2. UVM+SV was invented by smart people. How can we top that?

It is true, but the ones who invented it, do not use it themselves much. And there is market they profit from, fixing the problems and adding complexity. It is like big pharmas prefer to develop keep-in-check-barely-survive  drugs and not cures.

3. Available verificators are UVM. That is what available.

For one, judging by feedbacks i get, it is pretty hard to recruit verification crews in any language. For two, some of them are E-specman, which is also hard to come by.

    My call is that good worker can learn anything, and given better tools, can increase his output.  Mediocre one will be mediocre in any setting.

4. It is complicated therefore it must be sophisticated and be the future.

Claim by especially the career aware younger guys and girls. Bad for them. You always should peek  outside the box.  The alternative is to remain part of the faceless.

5. verification manager: It makes me look  "professional".

 enough said.

6. In Bulgaria/Romania/India they all know only UVM+SV

My impression is that given a chance they (the ones i talked to) would prefer  a better way. But being mostly behind service providers, they don’t get to choose.

7. We cannot advertise- “we do it differently” .

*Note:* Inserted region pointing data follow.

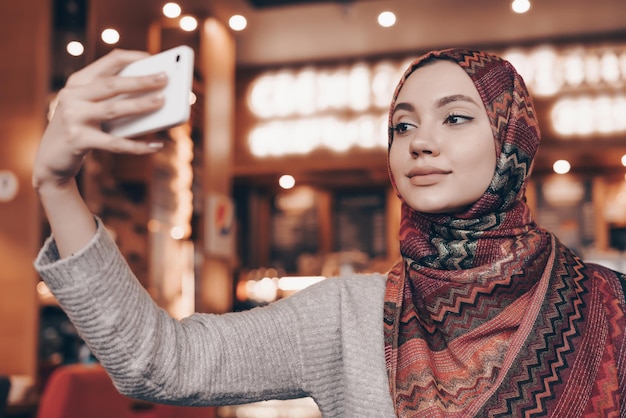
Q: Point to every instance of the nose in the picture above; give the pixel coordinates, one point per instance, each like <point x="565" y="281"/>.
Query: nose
<point x="423" y="144"/>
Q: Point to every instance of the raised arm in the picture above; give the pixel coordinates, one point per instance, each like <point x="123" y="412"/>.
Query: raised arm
<point x="87" y="101"/>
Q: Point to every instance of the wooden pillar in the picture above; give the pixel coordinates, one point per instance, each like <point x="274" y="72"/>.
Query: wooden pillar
<point x="217" y="64"/>
<point x="24" y="71"/>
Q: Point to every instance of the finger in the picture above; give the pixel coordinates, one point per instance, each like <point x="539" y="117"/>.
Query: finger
<point x="76" y="112"/>
<point x="94" y="139"/>
<point x="110" y="64"/>
<point x="111" y="86"/>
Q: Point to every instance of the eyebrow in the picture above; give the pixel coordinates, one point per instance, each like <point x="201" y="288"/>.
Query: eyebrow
<point x="455" y="98"/>
<point x="442" y="102"/>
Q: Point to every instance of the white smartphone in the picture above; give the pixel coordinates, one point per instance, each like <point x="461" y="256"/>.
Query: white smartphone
<point x="177" y="63"/>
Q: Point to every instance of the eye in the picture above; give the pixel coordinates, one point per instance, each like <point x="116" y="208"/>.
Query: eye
<point x="403" y="127"/>
<point x="457" y="119"/>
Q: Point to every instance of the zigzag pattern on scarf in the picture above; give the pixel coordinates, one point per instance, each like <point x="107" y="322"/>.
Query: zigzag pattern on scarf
<point x="566" y="351"/>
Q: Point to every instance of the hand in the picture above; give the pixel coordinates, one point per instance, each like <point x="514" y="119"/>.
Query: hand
<point x="87" y="101"/>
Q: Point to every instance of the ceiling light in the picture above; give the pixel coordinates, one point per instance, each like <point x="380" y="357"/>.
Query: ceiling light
<point x="171" y="10"/>
<point x="561" y="167"/>
<point x="75" y="48"/>
<point x="520" y="6"/>
<point x="286" y="181"/>
<point x="386" y="19"/>
<point x="237" y="22"/>
<point x="110" y="36"/>
<point x="188" y="23"/>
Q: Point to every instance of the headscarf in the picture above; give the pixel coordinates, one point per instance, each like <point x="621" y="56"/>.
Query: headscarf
<point x="487" y="314"/>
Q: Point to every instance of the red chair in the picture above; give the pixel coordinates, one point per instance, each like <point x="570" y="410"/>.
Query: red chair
<point x="86" y="391"/>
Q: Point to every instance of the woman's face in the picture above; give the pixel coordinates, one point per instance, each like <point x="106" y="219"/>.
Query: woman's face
<point x="443" y="153"/>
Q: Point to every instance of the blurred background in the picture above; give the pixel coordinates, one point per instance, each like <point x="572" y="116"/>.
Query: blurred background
<point x="279" y="179"/>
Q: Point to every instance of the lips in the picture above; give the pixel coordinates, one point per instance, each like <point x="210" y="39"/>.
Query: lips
<point x="425" y="171"/>
<point x="426" y="176"/>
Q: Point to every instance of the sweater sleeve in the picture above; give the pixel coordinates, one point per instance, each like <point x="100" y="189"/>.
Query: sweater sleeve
<point x="205" y="359"/>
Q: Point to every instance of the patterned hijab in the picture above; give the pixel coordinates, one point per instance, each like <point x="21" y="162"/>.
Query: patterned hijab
<point x="487" y="314"/>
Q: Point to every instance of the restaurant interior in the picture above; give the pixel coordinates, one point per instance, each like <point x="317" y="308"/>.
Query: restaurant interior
<point x="279" y="178"/>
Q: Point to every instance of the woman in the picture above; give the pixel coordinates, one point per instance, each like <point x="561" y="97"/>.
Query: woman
<point x="485" y="315"/>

 Local service groups cannot of course advertise anything but perceived industry standard.

So we are doomed to be stuck with SV+UVM.  It is just like GB will forever be part of EU.

one more python advantage: very long simulations produce huge log files. Using simple logging package, it was easy to reset these log files, every now and then, if they didn't contain any useful info, like errors, warnings and irregular behaviour. Of course this advantage is shared by all general purpose languages, in case they are used as verification test bench.